A debt management plan is a formal agreement betwen a debtor and creditor(s). Debt management plan help reduce outstanding, unsecured debts at a reduced level over a fixed period of time to help regain control of finances. Debt management plans are individually tailored based on what can be realistically afforded on a monthly basis. To achieve an accurate figure, an income and expenditure test will establish what monies are coming into the houselhold and what is being paid out. Income and expenditure includes everything such as rent/mortgage, secured loans, utility bills, and essential living expenses. Once the income and expenditure is completed, the leftover amount is your disposable income which is divided amongst creditors through debt management company.
Individuals who are struggling with a substantial amount of debt can find relief in th form of a debt managemnt plan. A debt management plan is a repayment strategy devised by the individual in conjuction with a credit counseling services. The goal of a successful debt management plan is to pay down debts in a way that makes sense for both the creditors and the individuals budget.

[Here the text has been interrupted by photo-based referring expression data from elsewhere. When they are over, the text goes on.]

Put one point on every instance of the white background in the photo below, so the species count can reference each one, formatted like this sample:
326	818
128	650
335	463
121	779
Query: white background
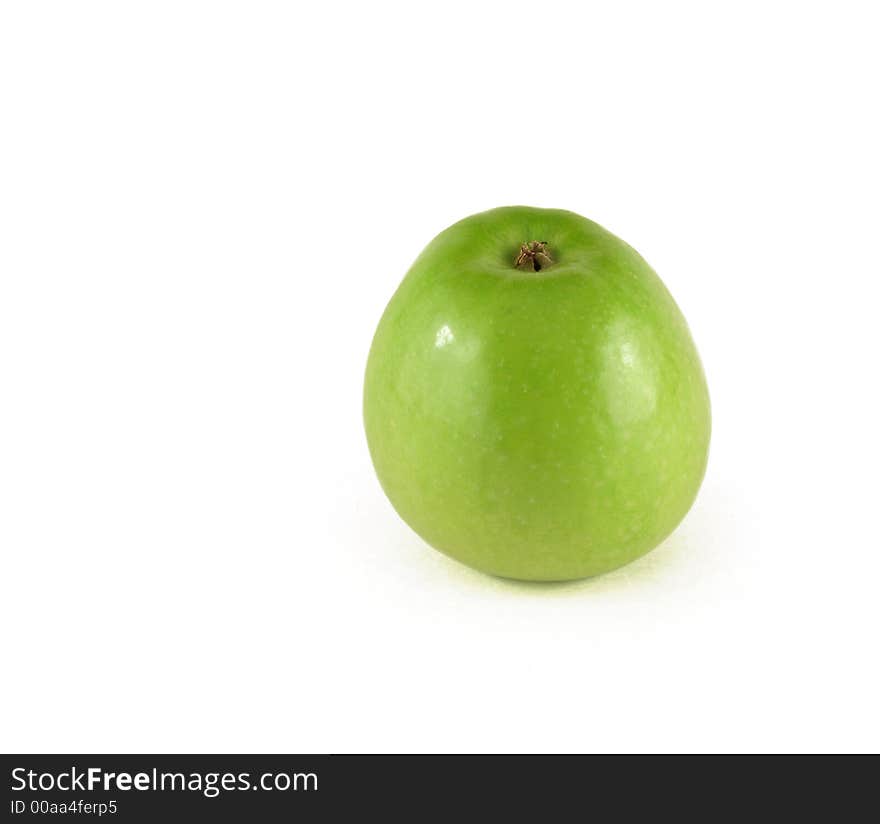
204	208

Basically, a debt management plan is a voluntary arrangement made with your creditors to pay back the money owed without going further into debt through raised interest rates, late fees, and other punishments. Creating such an arrangement involves being honest with yourself and your creditors about your budget, as well as the amount of debt you are actually carrying. It also involves working closely with a qualified credit counselor in order to track your spending and organize your repayment plans. After signing up to a debt management plan, you will make a single payment to a credit counseling agency, which will then disperse the money to your creditors. Though you must still be vigilant about who you choose to handle your money, a debt management plan is a relatively simple and honorable way to systematically lower your debt in a way that is tailored for your financial situation.

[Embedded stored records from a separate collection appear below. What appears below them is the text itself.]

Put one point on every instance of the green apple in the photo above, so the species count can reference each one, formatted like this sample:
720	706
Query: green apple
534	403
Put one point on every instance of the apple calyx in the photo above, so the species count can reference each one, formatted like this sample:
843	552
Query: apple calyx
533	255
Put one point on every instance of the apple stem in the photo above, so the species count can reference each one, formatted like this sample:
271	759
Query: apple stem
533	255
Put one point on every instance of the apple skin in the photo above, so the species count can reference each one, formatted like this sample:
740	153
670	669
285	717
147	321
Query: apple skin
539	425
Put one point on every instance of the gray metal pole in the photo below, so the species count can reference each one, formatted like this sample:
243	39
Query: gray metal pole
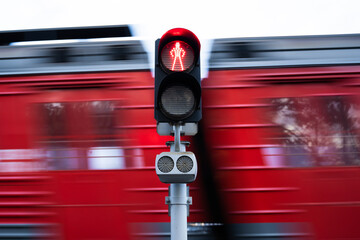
178	197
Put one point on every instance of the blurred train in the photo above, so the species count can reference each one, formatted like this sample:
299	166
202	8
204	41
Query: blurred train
278	146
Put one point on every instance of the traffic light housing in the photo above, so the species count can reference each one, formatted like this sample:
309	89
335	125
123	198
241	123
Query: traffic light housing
177	78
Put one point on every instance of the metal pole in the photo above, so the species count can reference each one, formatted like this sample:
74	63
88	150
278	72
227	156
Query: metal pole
178	197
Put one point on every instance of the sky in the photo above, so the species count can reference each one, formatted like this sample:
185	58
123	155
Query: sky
208	19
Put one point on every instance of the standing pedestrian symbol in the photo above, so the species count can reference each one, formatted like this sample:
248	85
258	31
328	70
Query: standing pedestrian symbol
177	53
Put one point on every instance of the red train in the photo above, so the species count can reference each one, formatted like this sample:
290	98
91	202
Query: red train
277	148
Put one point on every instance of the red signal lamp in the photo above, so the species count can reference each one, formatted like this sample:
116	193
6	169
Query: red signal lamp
179	50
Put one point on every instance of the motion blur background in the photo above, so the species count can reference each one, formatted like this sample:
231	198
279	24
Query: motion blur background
278	146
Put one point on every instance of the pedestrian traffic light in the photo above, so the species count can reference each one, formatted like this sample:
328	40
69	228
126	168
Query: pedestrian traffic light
177	77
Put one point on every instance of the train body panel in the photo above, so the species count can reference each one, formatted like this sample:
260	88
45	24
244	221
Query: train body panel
278	146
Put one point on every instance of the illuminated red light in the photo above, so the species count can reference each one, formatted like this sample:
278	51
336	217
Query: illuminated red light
177	56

Now, there are 3 steps for debt management plan. Namely; Evaluating your debt situation, Examining your options and a make plan and Calculating your monthly living cost and income. Now to evaluate your debt situation, the first step to do is eliminate you debt and figure out exactly how much debt you have, what your interst rates are, and calculating your total monthly debt payment. After you know exactly how much det you have, the next step is calculating your monthly living costs and income. The amount of money you make and spend each month is a major factor in deciding the best strategy to reduce your debt. And now that you know how much you owe each month on your debts and the amount of money you have left over after your monthly expenses are paid, you can determine if paying off your debts as they stand is viable option.